Thank you to all our volunteers for another fantastic year! We are so grateful and proud of all the work you did. We had spectacular feedback from our community supervisors and affiliated programs all thanks to your hard work and dedication. For those curious about some of the projects we worked on, or are interested in joining PBSC next year, take a look at some of our student testimonials below!
“Volunteering at Breakwater Law with Jo McFetridge was such a valuable experience. As an intern, I assisted Jo on pro bono files and gained exposure to family law. During my time at Breakwater, I learned how to draft a will, a notice of family claim, and a divorce order. I participated in client interviews, observed Jo in court, and provided support to clients. My final task was to draft a legal memo on a complex file that involved business and family law. Above all, I appreciated Jo’s mentorship and encountering firsthand some of the rewards and challenges that are common to pro bono files.”
–Gurkiran Dhillon, 2L
“It was engaging to work with a local organization who is actively involved in our community. PBSC is fantastic for building community connections.”
“My PBSC project with the MS Society’s Volunteer Legal Advocacy Program involved interviewing clients living with MS and assisting them with applications for disability benefits. The goal is to help the client make a strong application and increase their chances of being approved for the disability benefit that they are applying for. It was a fulfilling placement because you work directly with each individual client over the course of a few weeks, and then the work that you do on their application has a direct and tangible impact on the client.
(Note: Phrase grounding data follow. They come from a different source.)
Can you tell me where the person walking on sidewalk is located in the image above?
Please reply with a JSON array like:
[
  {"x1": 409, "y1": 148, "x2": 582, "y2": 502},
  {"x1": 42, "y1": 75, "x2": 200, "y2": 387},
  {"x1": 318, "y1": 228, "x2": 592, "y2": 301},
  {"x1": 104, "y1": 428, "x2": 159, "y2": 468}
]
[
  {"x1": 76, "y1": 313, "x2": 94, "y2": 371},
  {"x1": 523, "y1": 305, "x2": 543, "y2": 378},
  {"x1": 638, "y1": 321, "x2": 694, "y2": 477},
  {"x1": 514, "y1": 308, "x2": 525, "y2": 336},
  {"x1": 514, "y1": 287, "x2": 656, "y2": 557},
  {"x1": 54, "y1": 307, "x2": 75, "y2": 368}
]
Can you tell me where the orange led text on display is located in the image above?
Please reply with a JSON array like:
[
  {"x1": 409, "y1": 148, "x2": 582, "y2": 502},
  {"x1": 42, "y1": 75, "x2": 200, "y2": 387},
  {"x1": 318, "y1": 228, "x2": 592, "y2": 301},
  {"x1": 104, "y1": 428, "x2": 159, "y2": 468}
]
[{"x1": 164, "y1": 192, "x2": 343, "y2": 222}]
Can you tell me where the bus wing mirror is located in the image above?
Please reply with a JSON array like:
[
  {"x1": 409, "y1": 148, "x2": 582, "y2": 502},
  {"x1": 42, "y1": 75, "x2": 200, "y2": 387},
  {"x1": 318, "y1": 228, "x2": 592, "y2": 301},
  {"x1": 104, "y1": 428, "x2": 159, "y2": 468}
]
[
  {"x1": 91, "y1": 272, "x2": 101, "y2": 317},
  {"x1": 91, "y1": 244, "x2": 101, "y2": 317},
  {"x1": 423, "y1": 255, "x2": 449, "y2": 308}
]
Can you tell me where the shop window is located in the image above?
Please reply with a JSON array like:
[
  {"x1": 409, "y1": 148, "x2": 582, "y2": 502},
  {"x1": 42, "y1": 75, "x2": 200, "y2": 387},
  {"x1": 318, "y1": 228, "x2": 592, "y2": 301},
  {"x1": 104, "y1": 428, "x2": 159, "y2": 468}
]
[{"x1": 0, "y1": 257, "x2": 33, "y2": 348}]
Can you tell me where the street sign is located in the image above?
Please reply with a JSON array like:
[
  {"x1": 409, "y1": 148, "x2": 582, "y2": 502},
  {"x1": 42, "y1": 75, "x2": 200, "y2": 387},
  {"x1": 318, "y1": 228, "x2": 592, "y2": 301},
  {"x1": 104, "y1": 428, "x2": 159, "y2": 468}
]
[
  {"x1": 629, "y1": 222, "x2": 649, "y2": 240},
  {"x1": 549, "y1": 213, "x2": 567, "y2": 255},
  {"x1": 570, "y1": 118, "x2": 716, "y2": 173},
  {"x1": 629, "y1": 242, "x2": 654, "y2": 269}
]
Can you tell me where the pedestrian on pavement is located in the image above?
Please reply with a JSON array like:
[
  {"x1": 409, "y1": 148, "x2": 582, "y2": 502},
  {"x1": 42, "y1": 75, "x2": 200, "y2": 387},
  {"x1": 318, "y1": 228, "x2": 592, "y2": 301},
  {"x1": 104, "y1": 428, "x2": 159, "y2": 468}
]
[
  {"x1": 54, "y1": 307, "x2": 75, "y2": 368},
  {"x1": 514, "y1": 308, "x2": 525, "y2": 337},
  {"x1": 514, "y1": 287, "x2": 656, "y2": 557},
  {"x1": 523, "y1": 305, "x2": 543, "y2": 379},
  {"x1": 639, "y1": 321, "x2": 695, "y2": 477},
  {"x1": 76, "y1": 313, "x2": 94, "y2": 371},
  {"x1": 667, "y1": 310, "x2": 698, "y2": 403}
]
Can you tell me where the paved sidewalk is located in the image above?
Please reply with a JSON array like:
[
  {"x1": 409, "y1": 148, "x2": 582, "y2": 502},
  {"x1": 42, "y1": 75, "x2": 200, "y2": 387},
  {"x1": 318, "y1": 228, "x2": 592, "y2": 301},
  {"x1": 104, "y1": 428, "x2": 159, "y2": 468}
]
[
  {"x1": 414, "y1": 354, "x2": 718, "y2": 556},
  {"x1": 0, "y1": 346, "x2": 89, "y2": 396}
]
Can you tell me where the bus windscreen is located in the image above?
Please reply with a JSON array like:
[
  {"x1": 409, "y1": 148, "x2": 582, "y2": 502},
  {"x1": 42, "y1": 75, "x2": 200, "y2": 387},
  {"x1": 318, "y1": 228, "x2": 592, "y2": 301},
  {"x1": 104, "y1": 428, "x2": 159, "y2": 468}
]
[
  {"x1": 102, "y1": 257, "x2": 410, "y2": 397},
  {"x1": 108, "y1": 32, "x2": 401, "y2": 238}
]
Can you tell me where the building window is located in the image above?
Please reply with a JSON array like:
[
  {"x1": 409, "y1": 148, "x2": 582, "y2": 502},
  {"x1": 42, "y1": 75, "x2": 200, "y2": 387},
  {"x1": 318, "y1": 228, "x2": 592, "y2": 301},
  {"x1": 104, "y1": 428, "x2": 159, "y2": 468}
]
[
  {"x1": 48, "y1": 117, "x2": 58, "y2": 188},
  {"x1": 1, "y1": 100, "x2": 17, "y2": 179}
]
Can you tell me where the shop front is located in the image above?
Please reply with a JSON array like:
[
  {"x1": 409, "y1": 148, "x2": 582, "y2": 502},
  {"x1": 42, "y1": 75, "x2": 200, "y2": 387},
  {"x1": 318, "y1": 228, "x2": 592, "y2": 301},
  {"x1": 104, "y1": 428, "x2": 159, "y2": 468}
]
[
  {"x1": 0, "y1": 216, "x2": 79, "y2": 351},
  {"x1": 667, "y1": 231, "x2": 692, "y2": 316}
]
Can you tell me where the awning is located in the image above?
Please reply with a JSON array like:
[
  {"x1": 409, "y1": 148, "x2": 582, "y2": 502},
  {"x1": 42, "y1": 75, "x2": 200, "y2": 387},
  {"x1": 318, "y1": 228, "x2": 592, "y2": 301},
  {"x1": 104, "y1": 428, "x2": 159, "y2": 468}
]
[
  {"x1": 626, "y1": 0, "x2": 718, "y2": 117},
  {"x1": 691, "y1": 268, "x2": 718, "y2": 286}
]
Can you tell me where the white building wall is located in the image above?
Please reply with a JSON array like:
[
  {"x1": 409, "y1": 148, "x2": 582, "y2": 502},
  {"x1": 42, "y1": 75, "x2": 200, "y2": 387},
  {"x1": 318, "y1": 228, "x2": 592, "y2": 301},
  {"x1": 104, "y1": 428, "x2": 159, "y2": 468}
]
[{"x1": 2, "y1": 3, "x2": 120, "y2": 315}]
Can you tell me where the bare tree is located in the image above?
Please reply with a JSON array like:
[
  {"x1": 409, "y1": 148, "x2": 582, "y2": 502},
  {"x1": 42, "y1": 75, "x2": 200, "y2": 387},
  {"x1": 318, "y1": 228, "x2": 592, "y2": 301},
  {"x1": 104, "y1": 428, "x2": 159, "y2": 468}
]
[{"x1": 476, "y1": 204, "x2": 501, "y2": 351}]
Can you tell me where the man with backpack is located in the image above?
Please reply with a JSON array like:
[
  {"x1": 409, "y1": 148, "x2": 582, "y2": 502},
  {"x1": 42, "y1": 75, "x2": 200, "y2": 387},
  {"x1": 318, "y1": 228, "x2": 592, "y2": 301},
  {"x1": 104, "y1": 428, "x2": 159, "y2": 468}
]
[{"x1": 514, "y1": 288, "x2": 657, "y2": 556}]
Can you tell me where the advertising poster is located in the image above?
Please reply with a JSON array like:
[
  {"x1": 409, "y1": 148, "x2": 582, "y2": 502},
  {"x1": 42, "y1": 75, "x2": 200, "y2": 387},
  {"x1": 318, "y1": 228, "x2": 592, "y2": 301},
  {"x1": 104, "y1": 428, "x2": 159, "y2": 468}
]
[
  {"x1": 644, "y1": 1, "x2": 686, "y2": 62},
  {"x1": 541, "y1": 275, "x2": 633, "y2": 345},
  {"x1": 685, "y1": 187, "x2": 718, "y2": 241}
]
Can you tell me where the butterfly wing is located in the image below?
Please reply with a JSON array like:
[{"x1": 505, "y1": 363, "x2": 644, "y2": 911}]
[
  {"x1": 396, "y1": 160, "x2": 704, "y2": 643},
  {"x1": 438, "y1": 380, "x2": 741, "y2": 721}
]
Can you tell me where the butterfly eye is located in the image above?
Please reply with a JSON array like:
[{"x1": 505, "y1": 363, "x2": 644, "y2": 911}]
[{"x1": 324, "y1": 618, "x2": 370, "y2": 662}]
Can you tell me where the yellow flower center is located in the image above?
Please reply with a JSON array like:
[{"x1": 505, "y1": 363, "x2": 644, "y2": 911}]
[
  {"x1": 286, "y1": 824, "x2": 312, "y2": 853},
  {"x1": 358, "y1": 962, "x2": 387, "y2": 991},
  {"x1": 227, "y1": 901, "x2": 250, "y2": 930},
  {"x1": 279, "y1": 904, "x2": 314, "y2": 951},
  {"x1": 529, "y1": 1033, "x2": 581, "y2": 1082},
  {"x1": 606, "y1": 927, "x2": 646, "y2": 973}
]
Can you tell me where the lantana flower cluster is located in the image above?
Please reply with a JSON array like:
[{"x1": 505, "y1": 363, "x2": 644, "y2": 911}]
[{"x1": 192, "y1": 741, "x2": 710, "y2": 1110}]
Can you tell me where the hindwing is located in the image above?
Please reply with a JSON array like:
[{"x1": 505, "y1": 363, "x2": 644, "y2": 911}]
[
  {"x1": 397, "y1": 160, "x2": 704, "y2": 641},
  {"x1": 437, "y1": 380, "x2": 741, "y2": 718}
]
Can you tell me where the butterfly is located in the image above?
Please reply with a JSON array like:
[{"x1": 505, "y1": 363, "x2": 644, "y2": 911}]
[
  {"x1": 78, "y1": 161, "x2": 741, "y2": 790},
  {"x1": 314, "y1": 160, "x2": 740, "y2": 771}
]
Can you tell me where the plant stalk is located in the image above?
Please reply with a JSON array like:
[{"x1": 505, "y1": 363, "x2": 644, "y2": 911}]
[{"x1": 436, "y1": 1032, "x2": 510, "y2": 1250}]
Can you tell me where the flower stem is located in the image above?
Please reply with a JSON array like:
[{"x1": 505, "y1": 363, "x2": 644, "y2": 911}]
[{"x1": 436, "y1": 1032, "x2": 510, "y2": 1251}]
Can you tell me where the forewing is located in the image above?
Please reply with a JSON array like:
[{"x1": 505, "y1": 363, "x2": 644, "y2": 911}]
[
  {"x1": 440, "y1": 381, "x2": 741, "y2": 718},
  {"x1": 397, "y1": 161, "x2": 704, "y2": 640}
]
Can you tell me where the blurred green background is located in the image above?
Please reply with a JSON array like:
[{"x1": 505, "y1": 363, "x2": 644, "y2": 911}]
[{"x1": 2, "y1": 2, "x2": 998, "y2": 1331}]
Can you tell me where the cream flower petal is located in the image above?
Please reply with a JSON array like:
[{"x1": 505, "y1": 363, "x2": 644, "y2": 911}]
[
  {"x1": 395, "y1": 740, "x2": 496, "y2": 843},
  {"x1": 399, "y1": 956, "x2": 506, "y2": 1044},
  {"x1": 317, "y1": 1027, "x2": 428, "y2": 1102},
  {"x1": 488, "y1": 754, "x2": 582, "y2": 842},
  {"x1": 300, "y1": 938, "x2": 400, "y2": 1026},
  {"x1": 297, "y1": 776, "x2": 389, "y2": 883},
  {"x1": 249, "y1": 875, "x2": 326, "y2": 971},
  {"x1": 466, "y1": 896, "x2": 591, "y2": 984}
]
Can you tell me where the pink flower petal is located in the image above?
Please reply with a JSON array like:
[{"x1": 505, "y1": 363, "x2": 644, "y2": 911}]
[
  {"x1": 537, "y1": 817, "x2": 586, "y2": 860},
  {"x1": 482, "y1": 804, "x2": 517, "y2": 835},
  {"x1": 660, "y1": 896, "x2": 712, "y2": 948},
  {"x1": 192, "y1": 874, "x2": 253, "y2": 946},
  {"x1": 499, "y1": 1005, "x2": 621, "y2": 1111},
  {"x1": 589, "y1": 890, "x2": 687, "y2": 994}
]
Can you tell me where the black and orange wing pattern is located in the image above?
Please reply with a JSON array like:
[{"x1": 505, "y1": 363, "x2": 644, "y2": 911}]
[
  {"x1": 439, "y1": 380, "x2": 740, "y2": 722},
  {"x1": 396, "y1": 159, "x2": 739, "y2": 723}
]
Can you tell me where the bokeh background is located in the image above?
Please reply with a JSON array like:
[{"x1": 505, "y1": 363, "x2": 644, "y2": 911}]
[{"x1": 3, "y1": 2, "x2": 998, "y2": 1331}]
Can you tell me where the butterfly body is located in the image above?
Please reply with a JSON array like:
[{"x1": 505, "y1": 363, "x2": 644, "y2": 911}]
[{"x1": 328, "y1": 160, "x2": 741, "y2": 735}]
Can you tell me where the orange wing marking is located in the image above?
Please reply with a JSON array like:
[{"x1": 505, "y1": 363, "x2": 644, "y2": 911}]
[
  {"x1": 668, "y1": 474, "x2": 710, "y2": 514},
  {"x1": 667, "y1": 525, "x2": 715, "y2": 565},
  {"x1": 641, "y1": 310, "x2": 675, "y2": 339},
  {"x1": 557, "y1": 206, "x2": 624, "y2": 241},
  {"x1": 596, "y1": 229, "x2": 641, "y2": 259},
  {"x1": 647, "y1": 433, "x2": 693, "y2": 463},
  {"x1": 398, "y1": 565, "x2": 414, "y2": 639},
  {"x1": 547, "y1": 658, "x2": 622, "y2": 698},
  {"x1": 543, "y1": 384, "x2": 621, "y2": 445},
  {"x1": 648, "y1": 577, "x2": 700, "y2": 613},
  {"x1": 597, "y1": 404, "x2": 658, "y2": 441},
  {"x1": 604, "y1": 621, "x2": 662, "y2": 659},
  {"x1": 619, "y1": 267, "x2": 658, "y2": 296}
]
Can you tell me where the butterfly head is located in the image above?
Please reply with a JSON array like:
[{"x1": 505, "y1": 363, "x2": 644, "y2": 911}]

I really enjoyed volunteering with the MS Society because I was able to speak with and help people from all around British Columbia, and I was also able to collaborate with other MS Society Volunteers.”
– Maggie Fleming, 2L
“Working with Bridges for Women Society as a PBSC volunteer has been one of the most gratifying experiences of my first year. In my role, I conducted legal research and assisted in developing an educational pamphlet for survivors of domestic violence. The final product outlined clients’ rights when engaging with the Ministry of Children and Family Development. Throughout the year my project partner and I worked with a variety of wonderful and knowledgeable lawyers and social workers in the community, allowing me to become exposed to new areas of law and ways of practicing. I felt so proud to present the final product to the staff at Bridges for Women Society, and knowing that our product will positively impact the community going forward is a great reward.”
– Maddie Lusk, 1L
“It was great to have the chance to practice my legal research and writing skills in such a meaningful way for an important local organization.”
“This year, in partnership with Ready to Rent BC, we (Richard and Erin) were tasked with researching homelessness prevention legislation in jurisdictions outside of Canada. Our research focused predominantly on a regime enacted in Wales by way of the Housing (Wales) Act of 2014. This progressive legislation imposes a positive obligation on the state to make efforts to prevent or resolve a person’s homelessness status. Our efforts cumulated in a final report which summarizes our findings and considers whether similar legislation could be implemented in British Columbia, addressing the specific challenges of our context here in BC.
Ultimately, this experience allowed us to develop our (rather new) legal research and writing skills and apply them to an incredibly important subject. Through this project, we were given the opportunity to engage deeply with the issue to evaluate how the law can affect positive change for those around us. It was engaging to work with a local organization who is actively involved in our community. PBSC is fantastic for building community connections. “
– Erin Miller, 2L and Richard Wagner 1L
“This year, I was the team lead for a PBSC project working with Restorative Justice Victoria, a local non-profit organization which provides opportunities for offenders, victims, and others to come together to address the harms caused by crime and violence. Restorative justice is used to divert matters out of the settler legal system, or can be used in conjunction with the settler legal system.
Our team was charged with the task of researching the circumstances under which Restorative Justice Victoria is able/required to share confidential information obtained throughout the restorative justice process, and the responsibility they have to make clients aware of these circumstances.
We completed a research paper which summarizes privacy and record keeping requirements under provincial legislation, and touches on some implications of dealing with information pertaining to youth. We also considered the privilege of documents and whether it is possible to protect confidential information obtained in the restorative justice process from being used in court.
Working on this project was a wonderful experience. The project allowed us to engage with interesting areas of law in a real-life context, and gave us the opportunity to connect with both a local lawyer and organization. It was great to have the chance to practice my legal research and writing skills in such a meaningful way for an important local organization.”